Prevaccination Rotavirus Serum IgG and IgA Are Associated With Lower Immunogenicity of Live, Oral Human Rotavirus Vaccine in South African Infants Free

Abstract

Background. Live oral rotavirus (RV) vaccines have shown modest efficacy among children in African countries for reasons that are not completely understood. We examined the possible inhibitory effect of preexisting antirotavirus antibodies on immunogenicity of monovalent RV vaccine (RV1).

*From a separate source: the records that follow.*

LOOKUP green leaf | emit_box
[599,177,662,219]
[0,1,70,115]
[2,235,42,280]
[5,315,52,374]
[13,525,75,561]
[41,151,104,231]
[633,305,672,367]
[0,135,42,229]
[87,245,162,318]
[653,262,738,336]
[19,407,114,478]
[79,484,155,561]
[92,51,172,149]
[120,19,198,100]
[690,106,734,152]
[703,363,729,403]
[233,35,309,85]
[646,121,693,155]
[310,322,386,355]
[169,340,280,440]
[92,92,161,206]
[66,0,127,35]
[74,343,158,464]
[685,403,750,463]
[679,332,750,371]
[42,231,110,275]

Methods. Mother–infant pairs were enrolled at presentation for their routine immunization visit in Soweto, South Africa, when infants were aged 5–8 weeks. Infant serum samples were obtained before the first and second doses of RV1 and 1 month after the second dose. Maternal serum and breast milk samples were obtained prior to administration of each dose of RV1 to infants. RV-specific immunoglobulin G (IgG), IgA, and neutralizing activity in sera of infants and serum or breast milk samples of mothers were measured using enzyme-linked immunosorbent assays or a microneutralization test.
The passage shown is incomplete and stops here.